Tool 配对完整性：ReAct Agent 最隐蔽的 Bug

专栏信息

《从零到一构建跨平台 AI 助手：WeClaw 实战指南》专栏

本文是模块八第 7 篇，深入剖析 tool_call/tool_result 配对问题的诊断与修复。

作者与项目

作者简介：翁勇刚 WENG YONGGANG 新概念龙虾-WeClaw 开发团队负责人，一群专注于跨平台 AI 应用的实践者理念："再复杂的技术，也能用代码讲清楚"

项目地址：https://github.com/wyg5208/weclaw.git
官网地址：https://weclaw.link
作者 CSDN：https://blog.csdn.net/yweng18

摘要

本文结构概览：本文从一个"同一个 tool_call_id 在 7 个 ReAct 步骤中反复报告缺失结果"的诡异现象出发，层层剥茧揭示根因——消息截断在 ReAct 中间状态发生，导致 assistant 的 tool_calls 和 tool_results 被分离。然后对比两种修复策略（占位消息 vs 剥离），最终实现原子批量写入和统一 stub 策略。

背景：LLM API 要求每条 assistant 消息中的 tool_call 都必须有对应的 tool_result。

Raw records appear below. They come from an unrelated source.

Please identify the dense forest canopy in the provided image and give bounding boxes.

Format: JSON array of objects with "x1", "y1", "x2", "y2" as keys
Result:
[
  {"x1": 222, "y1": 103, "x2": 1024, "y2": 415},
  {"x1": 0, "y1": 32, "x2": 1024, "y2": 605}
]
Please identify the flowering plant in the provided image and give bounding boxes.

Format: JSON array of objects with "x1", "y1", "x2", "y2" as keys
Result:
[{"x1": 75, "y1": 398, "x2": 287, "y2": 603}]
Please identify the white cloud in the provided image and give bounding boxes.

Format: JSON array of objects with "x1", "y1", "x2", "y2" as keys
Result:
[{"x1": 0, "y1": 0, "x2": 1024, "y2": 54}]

当上下文截断破坏了这种配对时，模型要么报错、要么重复执行。

核心问题：ReAct 循环中，消息截断可能在 assistant(tool_calls) 和 tool(tool_result) 之间发生，如何保证配对完整性？

解决方案：原子批量写入 + 孤儿剥离 + 统一 stub 策略

关键成果：

彻底消除孤儿消息问题
ReAct 循环中不再出现"缺失结果"警告
压缩和截断两条路径采用一致的 stub 策略

适合读者：ReAct Agent 开发者，尤其是遇到"工具调用异常"问题的团队

阅读时长：约 12 分钟

关键词：ReAct、Tool 配对、孤儿消息、原子写入、消息截断

一、诡异现象：同一个工具被"遗忘"了 7 次

1.1 日志中的异常

[Agent] Step 1: calling search_web, read_file...
[Validator] WARNING: tool_call 'call_abc' missing result
[Validator] FIX: added placeholder for 'call_abc'

[Agent] Step 2: calling analyze_data...
[Validator] WARNING: tool_call 'call_abc' missing result
[Validator] FIX: added placeholder for 'call_abc'

[Agent] Step 3: calling write_report...
[Validator] WARNING: tool_call 'call_abc' missing result
[Validator] FIX: added placeholder for 'call_abc'

... (重复到 Step 7)

问题：call_abc 这个 tool_call 在 Step 1 时明明有对应的 tool_result，为什么后续每个步骤都说它"缺失结果"？

1.2 更诡异的是：占位消息在累积

Step 1: 添加了 1 个占位消息
Step 2: 添加了 2 个占位消息（上次的 + 新的）
Step 3: 添加了 3 个占位消息
...
Step 7: 添加了 7 个占位消息

消息列表越来越长，但问题始终没解决！

二、根因分析：截断发生在 ReAct 中间状态

2.1 ReAct 循环的消息写入时序

Step 1 的消息序列：
  [msg_N]   assistant: tool_calls: [call_abc(search_web), call_def(read_file)]
  [msg_N+1] tool: call_abc → "搜索结果..."
  [msg_N+2] tool: call_def → "文件内容..."

Step 2 开始时：
  [msg_N]   assistant: tool_calls: [call_abc, call_def]
  [msg_N+1] tool: call_abc → "搜索结果..."
  [msg_N+2] tool: call_def → "文件内容..."
  [msg_N+3] assistant: "分析结果如下..." ← Step 1 的回复

2.2 截断发生的时机

当消息数超过限制时，截断函数 _enforce_limit() 被调用。在 ReAct 循环中，这个函数可能在工具结果尚未全部写入时被调用：

中间状态（Step 1 执行中）：
  [msg_N]   assistant: tool_calls: [call_abc, call_def]  ← 已写入
  [msg_N+1] tool: call_abc → "搜索结果..."              ← 已写入
  [msg_N+2]                                                ← 还没写入！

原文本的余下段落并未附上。